Originally Posted by
BillWojo
But why was it that length or multiplies of that length. I need a scientific explanation, in all my years I have never heard of such a thing. He must have worked out a reason to have internal driver wires almost 5 feet long. It goes against conventional logic to keep wires only long enough to get the job done and allow for servicing.
Do you coil the excess wire up like an inductor of some sort?
Thanks
BillWojo
Bill,
Please re read my earlier post. See this sentence " All his cables were multiples ( or divisors in crossovers ) of that length. ".
DIVISORS, is the key word, in inches, 28.56, 14.28, 7.14 , and 3.07 inches.
If you read Robert's Biography, and Home page, you can see he was a VERY talented and uniquely-qualified person.
Here is what he told us. The Psych Lab at one of the local Minneapolis Universities were doing tests on Baboons, giving them aural signals, and documenting how they responded. They had a long backlog of data, all of it correlated well. When they went from, say 20K to, as I recall, 60K to give signals, all the well-documented test animals got sick, and there was no rhime or reason to their responses.
Fulton, being very talented, and local, was called in, to see what was happening.
He measured the 60K audio signal at the input and output of the amplifiers, and it was perfectly acceptable. When he measured it at the speaker terminals, it was phase-shifted, and bore little resembleence to the amplifier's output signal.
So, it was Mr. Fulton's job to FIX this, as the testing was stymied.
Robert went into his Lab, and did all sorts of original thinking and exploration into cables. He discovered many things, one of them being the 57 1/8th inch length as being a GREAT "compromise" multiple !!!

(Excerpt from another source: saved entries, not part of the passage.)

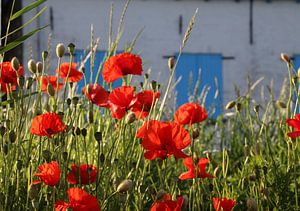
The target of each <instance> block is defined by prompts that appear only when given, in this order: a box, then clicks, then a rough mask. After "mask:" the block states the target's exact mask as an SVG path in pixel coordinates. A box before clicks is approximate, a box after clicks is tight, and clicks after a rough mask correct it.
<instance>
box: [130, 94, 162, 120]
mask: <svg viewBox="0 0 300 211" xmlns="http://www.w3.org/2000/svg"><path fill="white" fill-rule="evenodd" d="M159 97H160V93H159V92H154V91H152V90H145V91H143V92H140V93H138V94H137V95H136V98H137V101H136V102H135V104H134V105H133V106H132V112H134V114H135V116H136V118H138V119H144V118H145V117H147V116H148V114H149V111H150V109H151V107H152V105H154V104H155V102H156V101H157V99H158V98H159Z"/></svg>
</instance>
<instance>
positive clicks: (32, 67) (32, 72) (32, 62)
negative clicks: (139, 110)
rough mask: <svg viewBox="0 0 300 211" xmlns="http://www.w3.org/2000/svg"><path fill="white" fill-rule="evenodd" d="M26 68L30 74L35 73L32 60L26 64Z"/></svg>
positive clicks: (35, 63) (34, 68)
mask: <svg viewBox="0 0 300 211" xmlns="http://www.w3.org/2000/svg"><path fill="white" fill-rule="evenodd" d="M27 66H28V70H29V71H30V72H32V73H33V74H35V73H36V63H35V61H34V60H33V59H30V60H29V61H28V63H27Z"/></svg>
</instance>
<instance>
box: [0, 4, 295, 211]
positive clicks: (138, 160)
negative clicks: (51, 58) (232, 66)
mask: <svg viewBox="0 0 300 211" xmlns="http://www.w3.org/2000/svg"><path fill="white" fill-rule="evenodd" d="M32 8H34V5H33V6H32ZM27 9H28V8H27ZM29 9H30V8H29ZM27 11H28V10H27ZM125 11H126V8H125ZM21 12H23V13H24V12H26V11H24V10H23V11H21ZM196 14H197V12H196V13H195V15H194V16H193V17H192V18H191V20H190V23H189V26H188V28H187V30H186V33H185V35H184V38H183V41H182V43H178V46H179V47H178V49H179V52H180V53H181V52H183V50H184V47H185V45H186V42H188V40H189V36H190V33H192V29H193V27H194V24H195V16H196ZM13 15H14V14H12V16H13ZM122 22H123V20H122V17H121V20H120V23H121V26H122ZM34 33H38V31H34ZM34 33H32V35H33V34H34ZM24 39H25V38H24ZM120 39H121V33H120V34H118V35H117V37H116V38H113V37H112V38H111V39H110V41H111V43H109V49H108V51H107V53H106V56H105V57H104V59H103V61H102V62H101V64H100V66H99V68H98V71H92V72H91V73H90V74H91V75H94V76H96V80H92V78H93V77H87V76H86V72H85V69H84V62H85V61H86V60H87V59H91V61H92V62H91V63H93V60H94V59H95V57H94V55H95V51H96V49H97V47H98V45H99V42H98V40H97V39H92V40H91V41H90V48H89V49H88V50H87V53H86V57H85V58H83V61H82V62H81V63H75V62H74V58H73V54H74V51H75V49H76V43H75V44H73V43H71V44H68V43H65V44H63V43H59V44H57V45H56V47H55V49H52V50H53V53H52V54H51V53H50V52H51V49H45V50H44V51H43V52H39V53H40V54H41V55H42V61H35V60H34V59H31V60H29V61H27V62H26V63H24V64H20V63H19V60H18V58H16V57H14V58H13V59H12V60H10V61H2V62H1V63H0V73H1V76H0V85H1V96H2V98H1V102H0V106H1V109H0V119H1V121H0V183H1V185H0V210H57V211H62V210H74V211H75V210H76V211H80V210H84V211H87V210H90V211H94V210H95V211H97V210H151V211H155V210H157V211H179V210H194V211H198V210H216V211H221V210H223V211H230V210H250V211H256V210H299V209H300V208H299V199H300V198H299V195H300V191H299V182H300V177H299V172H300V160H299V151H300V149H299V144H298V139H299V138H298V137H299V136H300V114H298V111H299V104H298V102H299V101H298V100H299V96H300V95H299V89H298V87H299V72H298V71H297V70H295V69H294V66H293V62H292V60H291V59H290V57H289V56H288V55H287V54H282V55H281V59H282V63H283V64H286V66H287V70H285V69H283V70H282V71H286V72H287V76H288V80H286V83H285V86H283V88H282V93H281V95H280V96H279V97H278V96H275V95H274V93H273V90H272V87H271V86H269V87H267V88H268V93H269V95H268V96H266V97H265V98H263V99H260V100H259V99H256V98H255V97H254V96H253V91H254V89H255V87H256V83H253V82H251V81H249V82H248V87H249V88H248V90H246V92H245V93H241V92H240V90H239V89H238V88H237V89H236V95H235V96H232V101H230V102H229V103H228V104H227V105H226V108H225V106H224V112H223V114H222V115H220V116H219V117H217V118H215V119H214V118H211V117H210V116H211V114H212V113H211V112H213V109H208V108H205V100H204V99H199V98H197V97H195V98H193V99H194V100H193V101H190V102H186V103H185V104H183V105H178V106H177V107H176V108H175V109H172V106H170V101H171V99H172V98H173V97H174V96H175V95H174V87H173V86H172V84H173V83H174V80H175V77H174V76H175V72H176V65H177V63H178V61H179V60H180V53H179V55H178V57H176V58H174V57H171V58H169V59H168V63H167V64H166V65H167V66H168V68H169V78H168V79H167V81H166V83H164V84H160V83H159V82H157V81H154V80H153V79H152V77H151V74H148V73H147V71H146V70H145V65H144V59H146V58H142V57H141V56H140V55H139V54H138V53H137V52H138V51H135V49H134V43H135V39H136V38H134V40H133V41H132V42H131V45H129V46H127V47H126V48H125V50H124V52H122V53H117V47H118V44H119V40H120ZM19 41H22V39H19ZM88 42H89V41H87V43H88ZM141 42H142V40H141ZM175 44H176V43H175ZM5 47H6V48H5ZM12 47H14V45H13V44H11V43H7V45H6V46H4V48H2V49H0V51H1V53H2V55H3V54H5V51H7V50H9V48H12ZM279 56H280V55H278V57H279ZM49 58H56V60H57V65H56V67H53V65H52V66H50V65H48V63H49V61H50V59H49ZM65 58H68V60H69V61H68V62H63V59H65ZM2 60H3V59H2ZM91 70H92V68H91ZM187 75H188V74H187ZM100 78H102V79H103V83H100V82H99V81H100ZM120 79H121V80H122V85H121V86H117V87H116V86H115V83H114V82H115V81H116V80H120ZM135 79H137V80H135ZM79 81H84V83H85V86H84V88H83V89H82V90H78V86H77V83H78V82H79ZM200 83H201V82H200ZM225 83H226V82H225Z"/></svg>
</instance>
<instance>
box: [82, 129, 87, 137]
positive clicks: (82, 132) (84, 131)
mask: <svg viewBox="0 0 300 211" xmlns="http://www.w3.org/2000/svg"><path fill="white" fill-rule="evenodd" d="M81 134H82V136H83V137H86V135H87V129H86V128H82V129H81Z"/></svg>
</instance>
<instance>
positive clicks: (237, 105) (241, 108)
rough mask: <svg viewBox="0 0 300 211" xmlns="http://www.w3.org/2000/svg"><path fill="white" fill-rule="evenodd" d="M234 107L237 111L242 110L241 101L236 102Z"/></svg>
mask: <svg viewBox="0 0 300 211" xmlns="http://www.w3.org/2000/svg"><path fill="white" fill-rule="evenodd" d="M235 108H236V110H237V111H238V112H240V111H241V110H242V104H241V103H236V104H235Z"/></svg>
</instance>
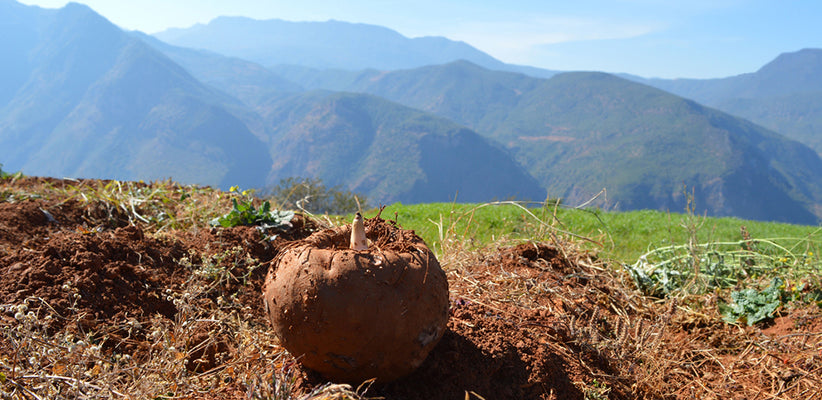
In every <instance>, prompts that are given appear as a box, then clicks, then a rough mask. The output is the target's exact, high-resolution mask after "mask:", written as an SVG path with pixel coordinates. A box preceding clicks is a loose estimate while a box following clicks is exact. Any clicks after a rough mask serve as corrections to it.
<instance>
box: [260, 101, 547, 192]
mask: <svg viewBox="0 0 822 400" xmlns="http://www.w3.org/2000/svg"><path fill="white" fill-rule="evenodd" d="M263 108H264V109H268V110H270V111H269V112H268V113H266V114H265V116H264V118H265V120H266V121H267V122H268V123H269V124H270V125H271V126H274V127H276V130H275V133H274V135H273V138H272V149H276V151H278V153H279V154H280V157H276V158H275V160H274V168H273V169H272V175H273V176H272V177H273V179H275V180H276V179H281V178H286V177H290V176H295V175H304V174H307V175H310V176H320V177H323V179H324V180H326V181H327V182H328V183H329V184H332V185H337V184H342V185H344V186H345V187H349V188H352V189H353V190H355V191H359V192H362V193H366V194H368V195H369V196H370V197H371V198H377V199H381V200H382V201H386V202H394V201H402V202H423V201H431V200H430V199H439V200H440V201H446V200H453V199H455V198H456V199H457V200H459V201H488V200H491V199H505V198H509V197H514V196H515V197H517V198H520V199H531V200H542V199H543V198H544V197H545V193H544V191H543V190H541V189H540V186H539V184H538V183H537V181H536V180H534V179H533V178H532V177H531V176H529V175H528V173H527V172H525V170H524V169H523V168H522V167H520V166H519V165H517V164H516V162H514V161H513V159H512V158H511V157H510V155H508V154H506V152H505V151H504V150H502V149H500V148H497V147H496V146H494V145H493V144H491V143H489V142H488V141H487V140H485V139H483V138H482V137H480V136H479V135H477V134H476V133H474V132H472V131H470V130H468V129H466V128H464V127H462V126H459V125H457V124H454V123H453V122H451V121H448V120H446V119H443V118H438V117H435V116H432V115H430V114H427V113H423V112H421V111H418V110H414V109H410V108H408V107H404V106H400V105H398V104H394V103H391V102H388V101H386V100H384V99H381V98H378V97H374V96H369V95H362V94H354V93H335V92H324V91H319V92H309V93H305V94H299V95H295V96H291V97H288V98H284V99H281V100H277V101H274V102H272V104H269V105H267V106H264V107H263ZM458 155H459V156H458Z"/></svg>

In the late 1970s, with his successful introduction of the FMI 80 bookshelf speaker, he eventually marketed "for-audio" speaker wires, and interconnects, using ALL he knew about propagation down a wire, There existed back then, smaller " Fulton Brown " and huge " Fulton Gold " speaker cables - late 70s, early 80s. Surely, there are older readers who recall, and perhaps owned these in-the-day.
The baboons eventually were perfectly responding to the 60K signals, and not getting sick, confused, when Robert finished his work for the University Psych Lab.
That's the best answer I can offer you.
Personally speaking, thirty seven years later, it was Robert W. Fulton's original influences upon me - as a lovely person, and how well he conducted himself in front of me in differing situations, that eventually led me, to accept Jesus Christ. His positive ( Christian-based ) influences took awhile, as I was raised in a Jewish family. Now, as of September 2015, I am, at last, " completed ".
I hope this length-of-wire explanation is helpful to you, or others.
Low Ohms ............ Jeff Medwin
Last edited by LowOhms; December 31st, 2016 at 08:53 PM.